The other lever is blood sugar itself. The strongest predictor of whether a diabetic person will develop serious retinopathy is the average blood sugar level over years, measured by the A1C test. Keeping A1C in your doctor's recommended range is one of the most effective ways to protect your vision, your kidneys, and your nerves all at the same time.

These are the symptoms that should not wait for your next routine exam. Each one is a reason to call an eye doctor within a few days, and several are reasons for the same day or the emergency room.

One: sudden vision loss in one eye, even if it is partial and even if it goes away. This can be a sign of a retinal detachment, a stroke affecting the eye, or a blockage of a blood vessel. Same-day evaluation.

Two: a sudden increase in floaters, especially if accompanied by flashes of light or a 'curtain' coming across your vision. This can indicate a retinal tear or detachment, which is a true emergency that needs treatment within hours to days.

Three: distortion of straight lines (doorframes, books, tiles) in one or both eyes. This can be an early sign of macular degeneration or other retinal problems. Within a week.

Four: severe eye pain, especially with nausea, vomiting, redness, or seeing halos around lights. This can be acute angle-closure glaucoma, which is a medical emergency.

Five: double vision in one or both eyes that does not go away when you cover one eye. This can have several causes, some serious, including stroke or aneurysm. Same-day evaluation.

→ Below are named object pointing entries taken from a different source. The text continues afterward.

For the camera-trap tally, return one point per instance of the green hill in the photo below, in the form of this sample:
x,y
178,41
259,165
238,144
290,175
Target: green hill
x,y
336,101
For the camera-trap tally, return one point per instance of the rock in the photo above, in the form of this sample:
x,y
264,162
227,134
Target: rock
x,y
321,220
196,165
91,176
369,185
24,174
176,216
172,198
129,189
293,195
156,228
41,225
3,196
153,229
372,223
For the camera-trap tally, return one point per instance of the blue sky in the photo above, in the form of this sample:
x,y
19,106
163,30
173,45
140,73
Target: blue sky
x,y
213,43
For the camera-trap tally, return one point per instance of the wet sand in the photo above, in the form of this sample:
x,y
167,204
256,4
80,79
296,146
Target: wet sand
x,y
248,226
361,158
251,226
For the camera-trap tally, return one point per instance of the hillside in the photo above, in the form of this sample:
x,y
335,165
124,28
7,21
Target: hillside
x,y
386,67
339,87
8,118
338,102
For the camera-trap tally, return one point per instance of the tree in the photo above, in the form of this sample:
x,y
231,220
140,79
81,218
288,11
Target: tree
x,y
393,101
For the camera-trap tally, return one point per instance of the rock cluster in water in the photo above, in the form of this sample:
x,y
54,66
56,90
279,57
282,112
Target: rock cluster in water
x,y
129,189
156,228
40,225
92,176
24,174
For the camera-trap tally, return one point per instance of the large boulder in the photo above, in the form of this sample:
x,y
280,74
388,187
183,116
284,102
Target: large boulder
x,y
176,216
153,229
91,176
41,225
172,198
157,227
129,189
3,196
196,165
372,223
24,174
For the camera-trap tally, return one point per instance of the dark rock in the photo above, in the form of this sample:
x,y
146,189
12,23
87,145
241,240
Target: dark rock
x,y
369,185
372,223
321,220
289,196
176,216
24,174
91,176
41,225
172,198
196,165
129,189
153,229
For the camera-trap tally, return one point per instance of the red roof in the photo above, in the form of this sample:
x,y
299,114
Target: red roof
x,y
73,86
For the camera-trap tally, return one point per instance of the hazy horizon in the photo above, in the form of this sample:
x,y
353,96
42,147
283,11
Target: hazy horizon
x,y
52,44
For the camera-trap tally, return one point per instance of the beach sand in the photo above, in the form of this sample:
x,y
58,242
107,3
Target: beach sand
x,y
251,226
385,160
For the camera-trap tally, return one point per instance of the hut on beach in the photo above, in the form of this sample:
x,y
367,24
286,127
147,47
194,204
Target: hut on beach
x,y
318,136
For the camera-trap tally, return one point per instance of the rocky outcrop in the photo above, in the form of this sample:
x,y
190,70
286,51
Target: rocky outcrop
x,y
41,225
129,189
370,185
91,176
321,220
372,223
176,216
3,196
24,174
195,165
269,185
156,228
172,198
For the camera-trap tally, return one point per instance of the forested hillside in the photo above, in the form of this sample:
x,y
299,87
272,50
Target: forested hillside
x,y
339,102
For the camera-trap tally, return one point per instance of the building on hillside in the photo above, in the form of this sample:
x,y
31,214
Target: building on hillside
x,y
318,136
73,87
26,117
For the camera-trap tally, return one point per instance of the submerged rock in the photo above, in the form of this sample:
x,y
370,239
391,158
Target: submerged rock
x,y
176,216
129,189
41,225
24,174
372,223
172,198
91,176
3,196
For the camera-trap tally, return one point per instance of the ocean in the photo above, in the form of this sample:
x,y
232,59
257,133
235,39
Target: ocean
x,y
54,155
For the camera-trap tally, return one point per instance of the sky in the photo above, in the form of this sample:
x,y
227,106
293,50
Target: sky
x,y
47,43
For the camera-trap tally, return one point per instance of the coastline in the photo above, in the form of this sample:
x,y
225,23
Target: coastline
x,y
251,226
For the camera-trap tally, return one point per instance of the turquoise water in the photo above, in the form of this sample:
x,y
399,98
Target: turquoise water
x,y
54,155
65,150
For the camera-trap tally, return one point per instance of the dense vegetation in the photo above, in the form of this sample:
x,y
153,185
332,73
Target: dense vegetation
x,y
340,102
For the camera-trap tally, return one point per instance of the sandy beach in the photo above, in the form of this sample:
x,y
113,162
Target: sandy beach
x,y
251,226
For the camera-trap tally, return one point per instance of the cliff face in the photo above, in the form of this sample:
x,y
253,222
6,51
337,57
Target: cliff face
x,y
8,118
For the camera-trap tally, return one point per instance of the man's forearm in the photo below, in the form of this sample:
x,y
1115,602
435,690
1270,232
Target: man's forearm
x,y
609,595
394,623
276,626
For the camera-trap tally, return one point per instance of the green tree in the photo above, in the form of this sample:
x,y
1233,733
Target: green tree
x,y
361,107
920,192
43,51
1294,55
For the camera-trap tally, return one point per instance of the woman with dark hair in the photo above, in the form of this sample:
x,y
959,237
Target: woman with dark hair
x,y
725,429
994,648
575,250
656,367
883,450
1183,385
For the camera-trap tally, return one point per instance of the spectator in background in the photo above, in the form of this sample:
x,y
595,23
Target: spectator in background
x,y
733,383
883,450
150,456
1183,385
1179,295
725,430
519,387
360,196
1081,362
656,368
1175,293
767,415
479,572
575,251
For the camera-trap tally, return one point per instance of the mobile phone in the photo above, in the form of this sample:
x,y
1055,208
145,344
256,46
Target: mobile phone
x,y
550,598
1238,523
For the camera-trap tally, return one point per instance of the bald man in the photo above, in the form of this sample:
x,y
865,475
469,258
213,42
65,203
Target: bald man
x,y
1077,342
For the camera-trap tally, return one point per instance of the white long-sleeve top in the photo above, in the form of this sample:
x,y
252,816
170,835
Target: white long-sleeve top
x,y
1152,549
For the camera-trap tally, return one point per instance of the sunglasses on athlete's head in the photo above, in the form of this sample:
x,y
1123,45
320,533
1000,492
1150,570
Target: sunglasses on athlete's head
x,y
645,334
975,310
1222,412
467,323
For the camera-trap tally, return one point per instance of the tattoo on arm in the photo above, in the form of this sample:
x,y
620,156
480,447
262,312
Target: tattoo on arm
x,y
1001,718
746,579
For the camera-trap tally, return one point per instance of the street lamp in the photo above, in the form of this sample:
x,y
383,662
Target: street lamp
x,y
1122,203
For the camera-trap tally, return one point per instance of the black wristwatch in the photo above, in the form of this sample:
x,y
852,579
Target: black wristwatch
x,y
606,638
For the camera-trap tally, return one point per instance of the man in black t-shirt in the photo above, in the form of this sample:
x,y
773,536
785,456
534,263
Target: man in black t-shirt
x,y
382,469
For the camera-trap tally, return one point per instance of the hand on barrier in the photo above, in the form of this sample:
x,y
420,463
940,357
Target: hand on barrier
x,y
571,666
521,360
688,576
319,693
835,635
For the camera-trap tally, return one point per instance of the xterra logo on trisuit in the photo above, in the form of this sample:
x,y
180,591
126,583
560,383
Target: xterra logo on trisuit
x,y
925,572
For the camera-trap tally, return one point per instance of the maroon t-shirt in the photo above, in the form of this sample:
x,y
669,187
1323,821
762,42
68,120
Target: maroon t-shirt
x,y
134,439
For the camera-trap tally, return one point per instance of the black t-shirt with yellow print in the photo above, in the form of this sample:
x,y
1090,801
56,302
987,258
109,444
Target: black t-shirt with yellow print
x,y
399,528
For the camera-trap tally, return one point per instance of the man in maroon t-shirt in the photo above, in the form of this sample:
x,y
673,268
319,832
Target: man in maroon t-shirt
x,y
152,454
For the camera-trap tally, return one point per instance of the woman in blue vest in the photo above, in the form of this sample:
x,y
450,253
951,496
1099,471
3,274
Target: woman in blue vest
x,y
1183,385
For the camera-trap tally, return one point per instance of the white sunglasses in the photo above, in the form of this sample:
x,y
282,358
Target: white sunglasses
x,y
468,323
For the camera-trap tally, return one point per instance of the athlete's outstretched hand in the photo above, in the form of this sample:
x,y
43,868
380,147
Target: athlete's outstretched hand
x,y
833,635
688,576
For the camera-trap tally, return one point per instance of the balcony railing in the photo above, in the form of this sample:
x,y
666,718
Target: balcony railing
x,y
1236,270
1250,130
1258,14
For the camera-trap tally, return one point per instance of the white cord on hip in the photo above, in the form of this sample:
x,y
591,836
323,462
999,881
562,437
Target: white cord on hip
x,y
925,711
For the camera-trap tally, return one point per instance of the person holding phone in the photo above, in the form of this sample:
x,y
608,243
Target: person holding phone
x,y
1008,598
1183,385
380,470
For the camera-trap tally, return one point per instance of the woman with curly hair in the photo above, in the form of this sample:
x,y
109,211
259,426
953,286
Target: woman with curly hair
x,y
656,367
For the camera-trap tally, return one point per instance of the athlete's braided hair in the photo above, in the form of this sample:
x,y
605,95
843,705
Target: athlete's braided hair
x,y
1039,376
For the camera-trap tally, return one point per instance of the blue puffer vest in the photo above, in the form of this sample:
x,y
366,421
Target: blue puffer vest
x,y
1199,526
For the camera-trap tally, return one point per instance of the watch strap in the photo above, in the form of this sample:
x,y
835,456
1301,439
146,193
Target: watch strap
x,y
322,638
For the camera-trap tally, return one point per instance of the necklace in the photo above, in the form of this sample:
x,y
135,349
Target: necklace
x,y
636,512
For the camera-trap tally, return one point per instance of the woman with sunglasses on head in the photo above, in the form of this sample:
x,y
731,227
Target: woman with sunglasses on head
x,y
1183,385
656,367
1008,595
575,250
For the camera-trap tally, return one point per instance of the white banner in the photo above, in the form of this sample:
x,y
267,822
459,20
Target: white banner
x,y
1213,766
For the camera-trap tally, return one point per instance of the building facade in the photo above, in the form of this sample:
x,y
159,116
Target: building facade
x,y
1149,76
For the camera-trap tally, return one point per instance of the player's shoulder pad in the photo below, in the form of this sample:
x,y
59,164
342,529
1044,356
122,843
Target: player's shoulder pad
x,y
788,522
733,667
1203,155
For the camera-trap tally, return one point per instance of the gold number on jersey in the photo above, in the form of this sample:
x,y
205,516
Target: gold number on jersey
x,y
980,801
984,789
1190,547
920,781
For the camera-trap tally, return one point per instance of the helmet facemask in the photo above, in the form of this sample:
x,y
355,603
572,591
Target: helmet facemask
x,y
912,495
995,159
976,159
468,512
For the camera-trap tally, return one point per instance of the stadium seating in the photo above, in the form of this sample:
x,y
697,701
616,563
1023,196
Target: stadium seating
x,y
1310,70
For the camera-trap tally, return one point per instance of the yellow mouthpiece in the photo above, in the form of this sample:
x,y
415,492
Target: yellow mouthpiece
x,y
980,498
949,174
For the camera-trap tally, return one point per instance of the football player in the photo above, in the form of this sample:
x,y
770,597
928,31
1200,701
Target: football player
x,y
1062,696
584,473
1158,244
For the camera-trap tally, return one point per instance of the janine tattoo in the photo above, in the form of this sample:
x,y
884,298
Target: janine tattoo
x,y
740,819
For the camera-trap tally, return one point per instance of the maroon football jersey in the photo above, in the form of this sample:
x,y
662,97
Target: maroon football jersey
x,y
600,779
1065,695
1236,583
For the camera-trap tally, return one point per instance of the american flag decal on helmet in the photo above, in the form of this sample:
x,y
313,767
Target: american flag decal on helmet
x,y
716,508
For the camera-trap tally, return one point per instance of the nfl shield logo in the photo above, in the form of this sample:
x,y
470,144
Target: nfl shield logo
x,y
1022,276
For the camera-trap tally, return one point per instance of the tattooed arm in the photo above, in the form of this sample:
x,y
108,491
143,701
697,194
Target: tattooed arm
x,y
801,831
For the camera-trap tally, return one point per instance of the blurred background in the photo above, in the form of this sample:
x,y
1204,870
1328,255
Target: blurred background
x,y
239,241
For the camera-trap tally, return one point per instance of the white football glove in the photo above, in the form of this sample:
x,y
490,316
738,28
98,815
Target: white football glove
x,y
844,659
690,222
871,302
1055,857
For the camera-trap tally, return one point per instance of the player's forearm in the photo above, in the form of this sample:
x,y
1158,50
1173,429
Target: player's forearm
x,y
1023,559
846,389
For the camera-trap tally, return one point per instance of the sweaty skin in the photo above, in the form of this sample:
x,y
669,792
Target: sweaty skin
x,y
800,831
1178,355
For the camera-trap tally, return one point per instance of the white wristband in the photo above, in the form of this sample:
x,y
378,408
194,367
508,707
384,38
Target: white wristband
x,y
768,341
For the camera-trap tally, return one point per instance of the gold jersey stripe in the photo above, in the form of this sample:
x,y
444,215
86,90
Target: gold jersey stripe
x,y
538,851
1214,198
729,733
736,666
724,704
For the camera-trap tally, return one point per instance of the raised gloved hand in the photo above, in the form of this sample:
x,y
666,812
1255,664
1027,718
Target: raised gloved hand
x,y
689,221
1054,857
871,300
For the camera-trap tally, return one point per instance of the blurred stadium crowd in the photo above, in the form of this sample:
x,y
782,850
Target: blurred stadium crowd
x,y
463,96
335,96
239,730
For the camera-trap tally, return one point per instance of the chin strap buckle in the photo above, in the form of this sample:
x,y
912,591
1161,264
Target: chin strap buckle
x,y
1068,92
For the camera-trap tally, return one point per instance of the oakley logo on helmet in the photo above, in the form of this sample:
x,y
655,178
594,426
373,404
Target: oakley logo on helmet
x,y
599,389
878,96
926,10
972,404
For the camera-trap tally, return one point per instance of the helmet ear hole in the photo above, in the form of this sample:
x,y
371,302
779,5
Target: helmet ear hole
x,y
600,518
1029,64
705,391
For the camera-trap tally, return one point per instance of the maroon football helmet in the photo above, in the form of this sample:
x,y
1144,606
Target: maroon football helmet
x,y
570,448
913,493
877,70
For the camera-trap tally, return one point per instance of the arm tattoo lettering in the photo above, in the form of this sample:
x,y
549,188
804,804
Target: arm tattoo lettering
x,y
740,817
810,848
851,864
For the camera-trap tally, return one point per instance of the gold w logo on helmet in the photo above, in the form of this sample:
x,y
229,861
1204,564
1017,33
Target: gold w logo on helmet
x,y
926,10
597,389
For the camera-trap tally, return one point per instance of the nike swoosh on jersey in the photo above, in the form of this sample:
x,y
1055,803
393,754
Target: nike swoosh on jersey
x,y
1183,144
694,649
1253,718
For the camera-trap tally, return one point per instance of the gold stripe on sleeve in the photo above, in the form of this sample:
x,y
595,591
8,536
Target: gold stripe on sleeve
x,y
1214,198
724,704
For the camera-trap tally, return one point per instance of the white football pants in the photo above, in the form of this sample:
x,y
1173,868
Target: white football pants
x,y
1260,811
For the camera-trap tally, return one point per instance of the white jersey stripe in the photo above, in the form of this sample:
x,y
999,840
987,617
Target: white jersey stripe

If you are over sixty and have not had a dilated eye exam in the last year, schedule one this week. Not next month. This week. The exam is painless, takes about an hour (most of which is the pupils being dilated), and is the single highest-leverage thing you can do for your long-term vision. Most insurance covers it, and Medicare covers it for people with diabetes, glaucoma, or macular degeneration risk.

Wear sunglasses outside, even on cloudy days. UV exposure accelerates cataracts and is a risk factor for macular degeneration. Look for sunglasses labeled '100% UV protection' or 'UV400.' The price does not matter — a ten-dollar pair from the drugstore is just as protective as an expensive designer pair, as long as the label is right.

Eat the dark leafy greens. Spinach, kale, collards, and similar greens contain lutein and zeaxanthin, which accumulate in the macula and have been associated with reduced AMD risk in multiple studies. The AREDS2 supplement formula, recommended for people with intermediate AMD, contains specific doses of these along with vitamin C, vitamin E, zinc, and copper. Talk to your eye doctor about whether AREDS2 is appropriate for you.

Quit smoking, if you have not already. Smoking is one of the strongest modifiable risk factors for both cataracts and macular degeneration, and the risk drops within a few years of quitting at any age. There is no version of being too old to benefit from quitting smoking, and your eyes are one of the many parts of your body that will thank you.